La furia había vuelto a tomar el control. Ya no me importaba el escándalo; solo necesitaba que Agustín me mirara a los ojos y me dijera que todo era una mentira, o que me confirmara que era el peor de los traidores.
—Lo siento, señorita, no voy a desobedecer —insistió el guardia, pero esta vez su mirada recorrió mi cuerpo con una mezcla de desdén y burla—. Además, los señores tienen invitados importantes. Si usted aparece en las condiciones... —hizo una pausa cruel, recorriéndome de pies a cabeza—... en las condiciones en las que se encuentra, la única que quedaría en ridículo sería usted.
Por puro instinto, busqué mi reflejo en el cristal de mi auto. Lo que vi me hizo retroceder. Estaba irreconocible: el cabello revuelto por el viento, el rostro manchado de rímel corrido y la ropa mal puesta en mi afán por salir de casa. Era un desastre absoluto.

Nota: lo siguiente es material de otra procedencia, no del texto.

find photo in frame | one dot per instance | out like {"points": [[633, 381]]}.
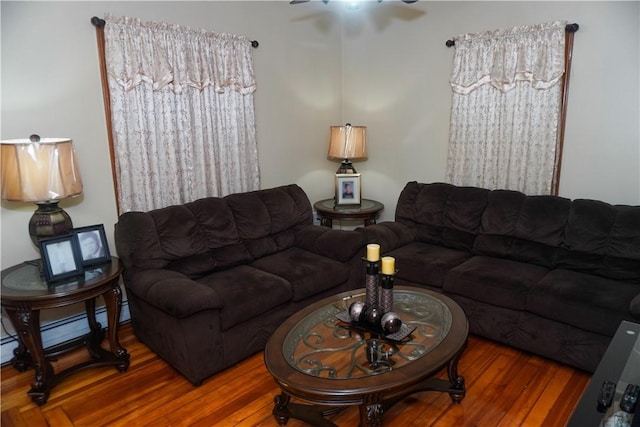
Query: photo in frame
{"points": [[347, 189], [61, 258], [94, 248]]}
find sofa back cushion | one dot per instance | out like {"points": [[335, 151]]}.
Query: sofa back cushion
{"points": [[523, 228], [194, 239], [602, 239], [267, 220], [442, 214]]}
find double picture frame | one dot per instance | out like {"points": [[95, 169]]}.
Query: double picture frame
{"points": [[347, 189], [67, 256]]}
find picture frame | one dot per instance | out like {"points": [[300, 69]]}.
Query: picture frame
{"points": [[93, 245], [347, 189], [61, 257]]}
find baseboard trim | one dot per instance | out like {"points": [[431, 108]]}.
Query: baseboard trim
{"points": [[61, 330]]}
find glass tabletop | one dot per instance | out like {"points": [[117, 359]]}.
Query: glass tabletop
{"points": [[321, 345], [26, 280]]}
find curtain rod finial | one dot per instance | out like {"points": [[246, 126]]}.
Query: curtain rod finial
{"points": [[98, 22], [572, 28]]}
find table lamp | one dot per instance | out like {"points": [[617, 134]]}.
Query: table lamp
{"points": [[43, 171], [347, 143]]}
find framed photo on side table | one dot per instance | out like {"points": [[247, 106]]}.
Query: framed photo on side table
{"points": [[347, 189], [94, 247], [61, 257]]}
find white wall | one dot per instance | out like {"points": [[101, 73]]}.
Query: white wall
{"points": [[396, 72], [385, 67]]}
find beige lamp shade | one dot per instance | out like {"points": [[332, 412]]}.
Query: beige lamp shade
{"points": [[42, 171], [348, 142]]}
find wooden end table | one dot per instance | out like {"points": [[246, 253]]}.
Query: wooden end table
{"points": [[316, 358], [367, 211], [25, 293]]}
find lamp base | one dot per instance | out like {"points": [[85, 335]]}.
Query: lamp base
{"points": [[49, 220], [346, 167]]}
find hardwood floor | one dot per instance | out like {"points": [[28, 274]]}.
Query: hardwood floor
{"points": [[505, 387]]}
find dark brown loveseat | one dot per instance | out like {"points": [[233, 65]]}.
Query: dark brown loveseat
{"points": [[208, 282], [541, 273]]}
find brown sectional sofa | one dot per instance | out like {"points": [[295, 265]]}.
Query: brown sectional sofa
{"points": [[540, 273], [208, 282]]}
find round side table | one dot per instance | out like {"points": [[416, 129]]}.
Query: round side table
{"points": [[367, 210], [25, 293]]}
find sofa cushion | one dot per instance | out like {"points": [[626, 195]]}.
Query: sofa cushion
{"points": [[341, 245], [173, 293], [247, 292], [496, 281], [582, 300], [522, 228], [424, 263], [307, 272], [602, 239], [442, 213], [156, 238], [213, 260]]}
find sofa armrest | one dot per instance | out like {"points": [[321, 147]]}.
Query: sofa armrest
{"points": [[173, 292], [388, 234], [634, 307], [341, 245]]}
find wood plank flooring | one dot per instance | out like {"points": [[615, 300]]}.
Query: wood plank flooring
{"points": [[505, 387]]}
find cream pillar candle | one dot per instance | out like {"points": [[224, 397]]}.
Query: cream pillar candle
{"points": [[388, 265], [373, 252]]}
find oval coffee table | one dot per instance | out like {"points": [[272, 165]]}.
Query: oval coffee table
{"points": [[330, 364]]}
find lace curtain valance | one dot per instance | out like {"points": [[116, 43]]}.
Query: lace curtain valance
{"points": [[167, 54], [502, 57]]}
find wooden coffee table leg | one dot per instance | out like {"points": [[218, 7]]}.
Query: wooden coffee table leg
{"points": [[371, 411], [458, 389], [281, 401]]}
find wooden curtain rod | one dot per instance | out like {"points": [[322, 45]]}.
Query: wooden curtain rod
{"points": [[101, 23], [570, 28]]}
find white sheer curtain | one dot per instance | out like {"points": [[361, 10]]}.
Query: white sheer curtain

Sentí el peso de las miradas de los invitados que llegaban; me miraban con esa lástima hiriente que se le tiene a una mujer despechada, a una fracasada que no supo retener al hombre de su vida. Mi orgullo, lo único que me quedaba, acababa de ser pisoteado en la acera de los Linares, bajo la atenta y misteriosa mirada del tal Santana.